What the Padres did to win Wednesday might have been surprising if they had not done something like it a fair amount over the past six months.
That’s their thing. It doesn’t matter what happens before what happens matters.
On Wednesday, they failed to score in the first inning after having the bases loaded with no outs.
An inning later, they scored five runs after having no one on with two outs.
In successive at-bats in the first inning, Manny Machado struck out and Jackson Merrill grounded into a fielder’s choice on a first-pitch sweeper that was barely above the ground. In the second inning, Machado broke a 1-1 tie with a two-run double and Merrill made it 5-1 with a two-run triple.
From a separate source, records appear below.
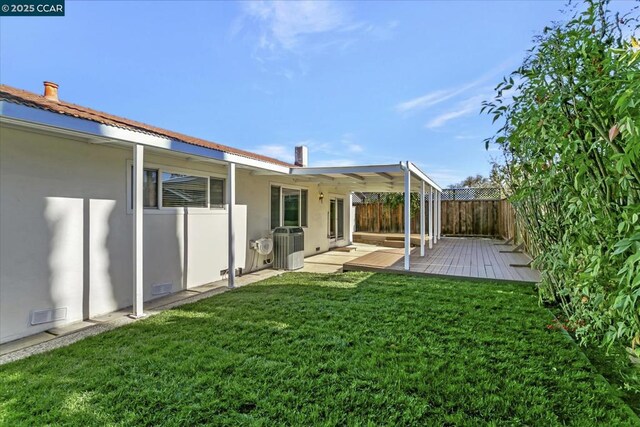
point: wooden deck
(475, 258)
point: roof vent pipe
(51, 91)
(302, 156)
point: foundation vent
(51, 315)
(161, 289)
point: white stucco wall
(66, 229)
(66, 234)
(254, 192)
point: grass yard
(343, 349)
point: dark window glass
(304, 196)
(183, 190)
(340, 218)
(149, 188)
(291, 202)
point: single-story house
(99, 212)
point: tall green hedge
(571, 145)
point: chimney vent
(51, 91)
(302, 156)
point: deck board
(456, 257)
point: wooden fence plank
(495, 218)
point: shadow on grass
(304, 349)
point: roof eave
(36, 117)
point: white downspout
(138, 246)
(231, 201)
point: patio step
(393, 243)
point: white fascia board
(47, 120)
(423, 176)
(347, 169)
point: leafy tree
(570, 139)
(474, 181)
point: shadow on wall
(79, 259)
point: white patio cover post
(430, 217)
(138, 215)
(407, 217)
(421, 218)
(231, 201)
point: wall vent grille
(161, 289)
(51, 315)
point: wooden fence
(495, 218)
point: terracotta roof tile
(31, 99)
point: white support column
(138, 215)
(231, 201)
(431, 241)
(421, 218)
(407, 217)
(352, 218)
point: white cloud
(464, 108)
(286, 24)
(303, 28)
(355, 148)
(280, 152)
(436, 97)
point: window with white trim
(288, 206)
(165, 188)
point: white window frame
(288, 187)
(182, 171)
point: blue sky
(358, 82)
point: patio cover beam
(421, 218)
(431, 218)
(385, 175)
(231, 196)
(348, 169)
(138, 245)
(355, 176)
(407, 218)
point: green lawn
(352, 349)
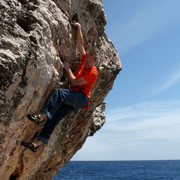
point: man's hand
(66, 66)
(74, 23)
(80, 40)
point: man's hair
(92, 53)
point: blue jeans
(61, 103)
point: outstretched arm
(80, 40)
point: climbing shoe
(30, 145)
(34, 118)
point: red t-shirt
(89, 75)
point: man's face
(89, 61)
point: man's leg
(53, 122)
(65, 96)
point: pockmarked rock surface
(35, 39)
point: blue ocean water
(120, 170)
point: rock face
(35, 38)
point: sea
(120, 170)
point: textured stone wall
(35, 38)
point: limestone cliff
(35, 38)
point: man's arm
(80, 40)
(73, 80)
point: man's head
(90, 60)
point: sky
(143, 108)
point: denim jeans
(61, 103)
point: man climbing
(63, 101)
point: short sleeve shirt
(89, 75)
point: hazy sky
(143, 109)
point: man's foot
(34, 118)
(30, 145)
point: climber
(63, 101)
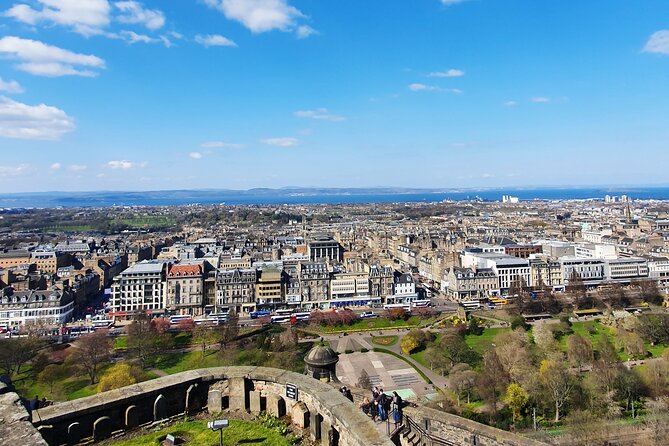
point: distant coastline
(307, 196)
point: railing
(424, 435)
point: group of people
(382, 406)
(346, 392)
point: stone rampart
(458, 430)
(329, 416)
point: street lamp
(218, 425)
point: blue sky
(125, 95)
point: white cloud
(125, 164)
(261, 15)
(134, 13)
(423, 87)
(220, 145)
(448, 73)
(10, 86)
(320, 114)
(86, 17)
(41, 59)
(658, 43)
(132, 37)
(22, 121)
(214, 40)
(13, 171)
(281, 142)
(305, 31)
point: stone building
(236, 290)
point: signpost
(291, 391)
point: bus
(281, 319)
(302, 316)
(405, 307)
(102, 323)
(174, 320)
(471, 304)
(259, 313)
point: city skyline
(233, 94)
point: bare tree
(90, 352)
(557, 382)
(579, 351)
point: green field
(196, 432)
(149, 221)
(385, 341)
(378, 323)
(483, 342)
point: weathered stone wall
(460, 430)
(15, 429)
(328, 414)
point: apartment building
(141, 287)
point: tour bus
(499, 301)
(174, 320)
(302, 316)
(471, 304)
(259, 313)
(102, 323)
(406, 307)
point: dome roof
(321, 356)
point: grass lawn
(385, 341)
(196, 432)
(379, 323)
(180, 362)
(483, 342)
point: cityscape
(287, 222)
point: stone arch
(131, 417)
(102, 428)
(192, 401)
(74, 433)
(160, 408)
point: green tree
(557, 382)
(516, 398)
(51, 375)
(492, 381)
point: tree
(492, 380)
(462, 379)
(558, 383)
(415, 340)
(513, 352)
(51, 375)
(204, 335)
(516, 398)
(363, 380)
(579, 350)
(16, 352)
(142, 337)
(90, 352)
(119, 375)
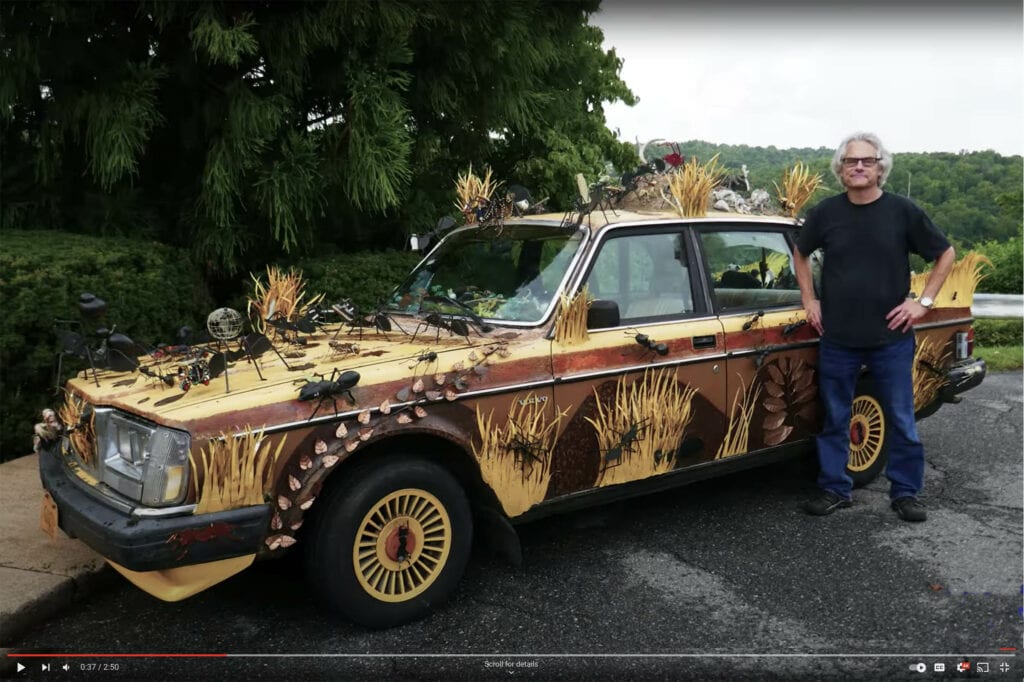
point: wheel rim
(409, 519)
(867, 429)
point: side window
(645, 274)
(751, 270)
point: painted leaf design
(776, 436)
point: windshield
(506, 274)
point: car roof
(599, 218)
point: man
(865, 318)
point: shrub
(1007, 273)
(365, 278)
(151, 291)
(991, 332)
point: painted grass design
(515, 460)
(281, 295)
(570, 327)
(927, 376)
(237, 471)
(657, 410)
(82, 433)
(798, 186)
(736, 440)
(957, 290)
(690, 186)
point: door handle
(705, 341)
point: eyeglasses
(867, 162)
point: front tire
(867, 436)
(391, 542)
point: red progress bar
(117, 655)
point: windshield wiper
(475, 318)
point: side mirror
(602, 314)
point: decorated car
(527, 366)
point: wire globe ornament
(224, 324)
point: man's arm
(909, 311)
(805, 279)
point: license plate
(48, 516)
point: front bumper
(141, 543)
(961, 377)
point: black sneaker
(909, 509)
(825, 504)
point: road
(722, 580)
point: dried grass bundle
(957, 290)
(515, 460)
(798, 186)
(691, 185)
(472, 192)
(281, 296)
(928, 378)
(570, 326)
(736, 440)
(643, 426)
(236, 471)
(82, 431)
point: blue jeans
(891, 368)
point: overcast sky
(925, 76)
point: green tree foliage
(150, 291)
(243, 130)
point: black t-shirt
(866, 271)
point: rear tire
(391, 541)
(868, 453)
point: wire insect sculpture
(329, 388)
(627, 440)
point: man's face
(860, 176)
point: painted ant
(330, 388)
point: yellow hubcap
(401, 545)
(867, 429)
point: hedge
(151, 292)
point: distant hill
(973, 197)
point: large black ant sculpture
(329, 389)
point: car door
(771, 350)
(646, 395)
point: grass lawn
(1001, 358)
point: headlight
(142, 461)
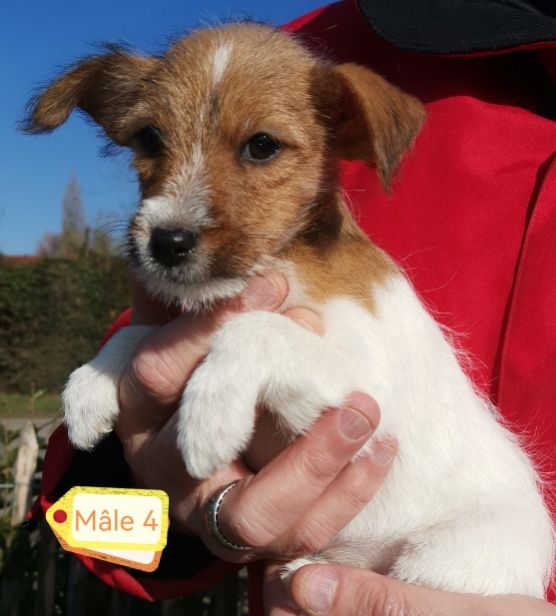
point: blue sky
(38, 38)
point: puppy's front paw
(287, 571)
(216, 417)
(90, 405)
(90, 398)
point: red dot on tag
(60, 516)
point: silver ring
(212, 525)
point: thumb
(343, 591)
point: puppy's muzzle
(172, 246)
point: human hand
(269, 510)
(343, 591)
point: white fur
(90, 398)
(460, 509)
(220, 61)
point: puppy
(236, 134)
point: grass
(38, 404)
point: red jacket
(472, 220)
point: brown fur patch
(288, 207)
(348, 265)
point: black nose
(172, 246)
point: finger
(262, 509)
(153, 383)
(342, 591)
(306, 318)
(276, 598)
(344, 498)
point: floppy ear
(370, 119)
(102, 86)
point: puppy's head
(235, 132)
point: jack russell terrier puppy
(236, 134)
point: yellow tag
(106, 519)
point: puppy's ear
(369, 118)
(102, 86)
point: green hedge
(53, 313)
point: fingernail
(319, 589)
(353, 425)
(261, 292)
(384, 450)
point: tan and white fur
(461, 508)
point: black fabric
(461, 26)
(105, 466)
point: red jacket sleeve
(471, 219)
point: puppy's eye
(261, 147)
(150, 140)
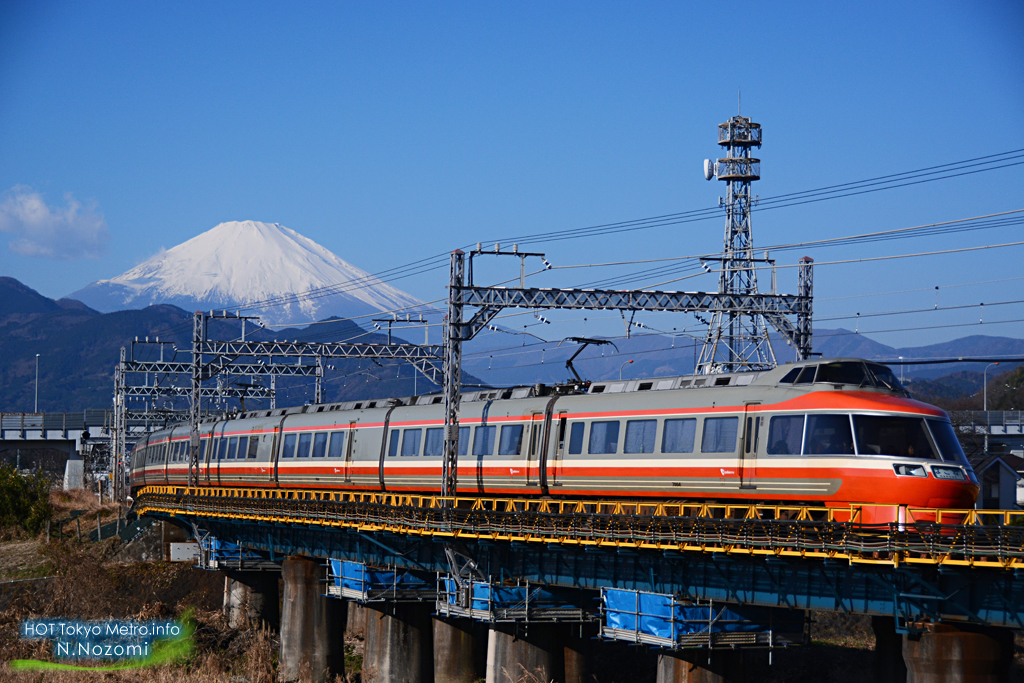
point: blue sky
(391, 131)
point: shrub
(24, 500)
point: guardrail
(922, 536)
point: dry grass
(81, 499)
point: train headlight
(951, 473)
(910, 470)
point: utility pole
(736, 340)
(452, 373)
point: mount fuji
(273, 271)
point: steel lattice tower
(737, 340)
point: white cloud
(60, 232)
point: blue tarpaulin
(357, 577)
(491, 596)
(224, 550)
(662, 616)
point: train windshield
(945, 437)
(843, 373)
(903, 437)
(885, 378)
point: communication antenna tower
(737, 340)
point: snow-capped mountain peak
(249, 262)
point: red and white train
(824, 432)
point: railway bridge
(450, 584)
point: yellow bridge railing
(916, 536)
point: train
(823, 432)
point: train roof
(834, 371)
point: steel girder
(682, 302)
(311, 349)
(983, 597)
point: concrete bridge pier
(312, 627)
(946, 654)
(456, 650)
(700, 667)
(356, 625)
(251, 598)
(888, 666)
(398, 643)
(576, 640)
(535, 649)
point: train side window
(785, 432)
(337, 447)
(483, 440)
(806, 375)
(719, 434)
(305, 440)
(679, 435)
(945, 438)
(640, 436)
(828, 434)
(434, 443)
(289, 449)
(576, 438)
(320, 444)
(603, 437)
(511, 440)
(411, 441)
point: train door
(532, 464)
(268, 468)
(279, 440)
(749, 447)
(558, 426)
(349, 441)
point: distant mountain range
(252, 264)
(79, 347)
(506, 357)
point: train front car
(860, 428)
(835, 433)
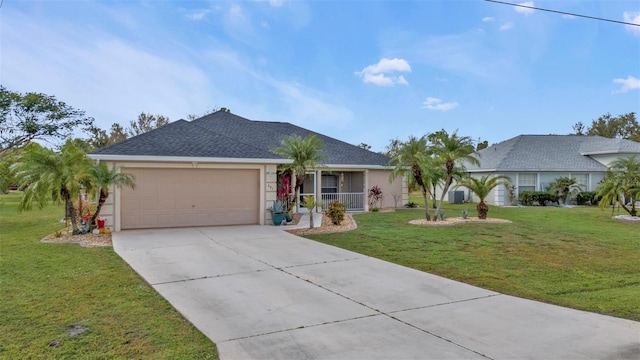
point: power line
(564, 13)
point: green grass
(574, 257)
(47, 288)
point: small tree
(102, 179)
(145, 123)
(621, 183)
(306, 153)
(50, 176)
(482, 187)
(564, 187)
(31, 116)
(413, 156)
(452, 150)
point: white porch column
(319, 190)
(366, 190)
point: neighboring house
(220, 170)
(534, 161)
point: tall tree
(100, 138)
(482, 187)
(622, 126)
(145, 123)
(306, 153)
(413, 156)
(103, 179)
(621, 185)
(392, 149)
(47, 176)
(453, 151)
(30, 116)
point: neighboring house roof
(551, 153)
(225, 135)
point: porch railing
(352, 201)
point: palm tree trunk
(426, 202)
(447, 184)
(71, 211)
(101, 200)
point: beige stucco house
(220, 170)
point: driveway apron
(259, 292)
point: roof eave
(150, 158)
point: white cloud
(524, 10)
(381, 74)
(634, 18)
(630, 83)
(506, 26)
(198, 15)
(437, 104)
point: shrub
(375, 196)
(335, 212)
(587, 198)
(530, 198)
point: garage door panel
(190, 197)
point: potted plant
(277, 213)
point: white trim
(150, 158)
(329, 167)
(606, 152)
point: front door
(308, 188)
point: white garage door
(190, 197)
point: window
(527, 182)
(582, 180)
(329, 184)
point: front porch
(347, 187)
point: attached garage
(166, 197)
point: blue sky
(360, 71)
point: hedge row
(543, 198)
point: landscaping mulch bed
(85, 240)
(457, 220)
(327, 226)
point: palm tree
(306, 153)
(413, 156)
(482, 187)
(452, 150)
(621, 184)
(46, 175)
(564, 186)
(103, 179)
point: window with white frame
(329, 184)
(582, 180)
(527, 182)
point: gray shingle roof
(551, 153)
(223, 134)
(182, 139)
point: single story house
(534, 161)
(220, 169)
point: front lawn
(49, 292)
(574, 257)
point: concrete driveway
(259, 292)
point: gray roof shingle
(223, 134)
(551, 153)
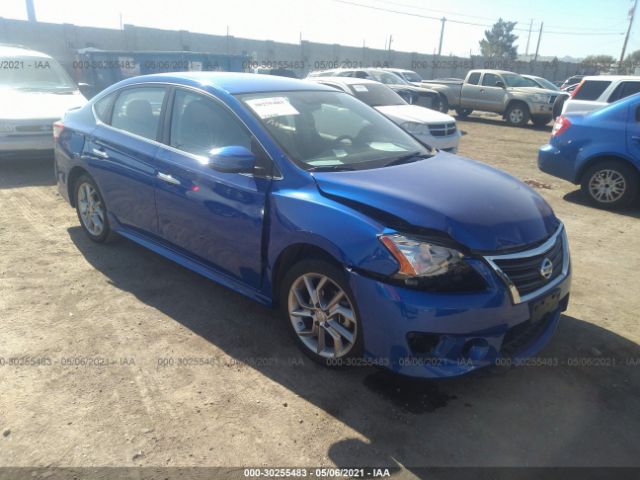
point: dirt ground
(114, 356)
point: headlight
(415, 128)
(431, 267)
(540, 98)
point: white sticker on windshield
(387, 147)
(272, 107)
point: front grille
(34, 129)
(524, 272)
(442, 129)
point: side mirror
(232, 159)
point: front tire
(610, 184)
(91, 210)
(517, 114)
(321, 312)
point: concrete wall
(62, 40)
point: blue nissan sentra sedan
(377, 249)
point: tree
(601, 62)
(498, 41)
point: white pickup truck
(599, 91)
(497, 91)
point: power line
(605, 30)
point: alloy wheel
(607, 186)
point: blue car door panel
(124, 154)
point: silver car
(35, 91)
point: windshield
(513, 80)
(544, 83)
(412, 77)
(387, 78)
(33, 73)
(376, 95)
(331, 130)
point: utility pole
(31, 11)
(632, 14)
(443, 20)
(526, 51)
(535, 59)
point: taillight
(560, 125)
(57, 129)
(575, 90)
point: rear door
(587, 96)
(215, 217)
(121, 152)
(633, 131)
(624, 89)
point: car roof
(612, 78)
(19, 51)
(345, 80)
(230, 82)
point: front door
(122, 153)
(214, 216)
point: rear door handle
(165, 177)
(100, 153)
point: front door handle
(100, 153)
(165, 177)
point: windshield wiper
(330, 168)
(409, 158)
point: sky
(574, 28)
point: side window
(199, 124)
(490, 80)
(591, 89)
(103, 108)
(137, 110)
(474, 78)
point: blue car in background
(600, 151)
(377, 249)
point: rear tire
(91, 210)
(320, 311)
(610, 184)
(517, 114)
(444, 104)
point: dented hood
(476, 205)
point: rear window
(625, 89)
(474, 78)
(591, 89)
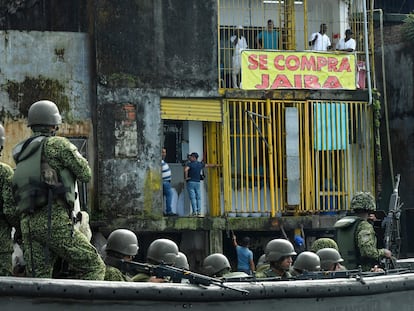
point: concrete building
(131, 77)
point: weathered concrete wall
(129, 131)
(145, 50)
(399, 77)
(165, 45)
(44, 65)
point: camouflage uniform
(366, 243)
(40, 250)
(7, 219)
(270, 273)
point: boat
(367, 291)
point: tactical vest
(346, 239)
(34, 180)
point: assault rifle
(391, 224)
(162, 271)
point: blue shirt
(165, 171)
(244, 255)
(194, 171)
(269, 39)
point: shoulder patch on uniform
(345, 222)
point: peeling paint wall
(157, 44)
(145, 50)
(399, 79)
(45, 65)
(129, 131)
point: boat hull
(385, 292)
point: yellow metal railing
(295, 156)
(293, 22)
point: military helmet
(123, 241)
(2, 136)
(43, 112)
(163, 251)
(215, 263)
(363, 201)
(278, 248)
(328, 257)
(307, 261)
(323, 243)
(181, 261)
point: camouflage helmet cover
(2, 136)
(215, 263)
(328, 257)
(307, 261)
(363, 201)
(43, 112)
(123, 241)
(323, 243)
(163, 251)
(278, 248)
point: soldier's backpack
(345, 237)
(34, 181)
(28, 189)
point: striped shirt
(165, 171)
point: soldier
(262, 264)
(160, 251)
(122, 245)
(330, 259)
(7, 217)
(323, 243)
(217, 265)
(182, 261)
(356, 236)
(43, 184)
(306, 262)
(279, 254)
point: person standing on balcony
(319, 41)
(239, 43)
(192, 176)
(166, 184)
(268, 39)
(346, 44)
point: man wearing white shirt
(319, 41)
(239, 43)
(346, 44)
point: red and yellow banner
(297, 70)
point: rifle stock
(162, 270)
(391, 223)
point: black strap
(27, 143)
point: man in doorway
(346, 44)
(192, 177)
(166, 184)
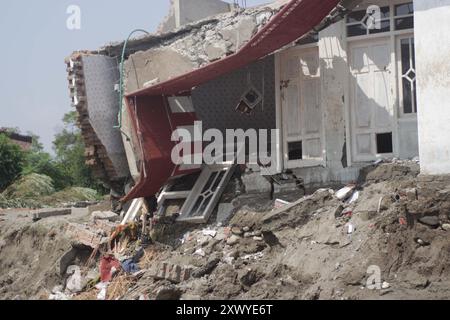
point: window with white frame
(377, 19)
(408, 75)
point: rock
(216, 51)
(224, 212)
(236, 231)
(234, 239)
(256, 183)
(206, 269)
(339, 211)
(170, 292)
(200, 252)
(345, 192)
(249, 277)
(422, 242)
(75, 282)
(432, 221)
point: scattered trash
(109, 265)
(377, 162)
(353, 198)
(431, 221)
(237, 231)
(186, 237)
(234, 239)
(402, 221)
(74, 282)
(422, 242)
(200, 252)
(255, 256)
(129, 266)
(344, 193)
(350, 228)
(379, 205)
(208, 232)
(103, 287)
(280, 203)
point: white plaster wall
(432, 36)
(334, 71)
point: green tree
(40, 162)
(69, 149)
(12, 160)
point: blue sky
(35, 41)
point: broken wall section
(202, 45)
(186, 11)
(91, 83)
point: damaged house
(346, 83)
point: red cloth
(106, 264)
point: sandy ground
(304, 251)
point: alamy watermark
(212, 146)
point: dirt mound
(71, 195)
(31, 186)
(388, 238)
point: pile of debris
(384, 237)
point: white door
(371, 105)
(300, 108)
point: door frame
(282, 152)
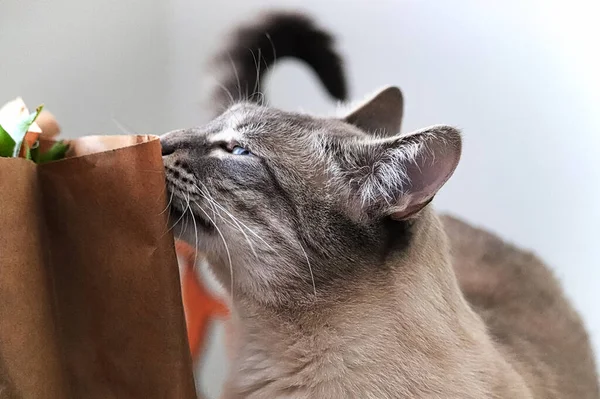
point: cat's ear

The five-run inning, which began with Higashioka’s second home run in two nights, was the Padres’ second in four games but also just their second in 60 games. To that point, they had scored at least five runs in an inning an MLB-leading 12 times.
That is the 2024 Padres.
Sometimes they falter. But they don’t stay down. And they seem capable of anything.
Before Musgrove settled into being dominant right up to the point he departed, the Braves ambushed him in the first inning when Michael Harris II lined the game’s first pitch down the right field line for a double, went to third on a groundout by Ozzie Albies and scored on a lineout to left field by Marcel Ozuna.
The Padres began the bottom of the first by loading the bases without getting a ball out of the infield and then continuing to not get the ball out of the infield and failing to score.
Luis Arraez and Fernando Tatis Jr. reached on infield singles — Arraez on a slow bouncer up the middle and Tatis with a 100 mph line drive off Braves starter Max Fried’s left hip. Profar followed with a dribbler to the right side of the mound that Fried picked up and threw too late to second.
The potential for a big inning deflated pretty quickly.
Machado struck out on three pitches. Merrill then grounded the first pitch he saw to first base, where Olson fielded the ball and threw home to force out Arraez. And Merrill was forced out at second on a grounder to shortstop by Xander Bogaerts.
As had happened for a long stretch in their 4-0 win in Game 1, the Padres didn’t do much after the second inning.
But in the postseason, the only important thing is the result.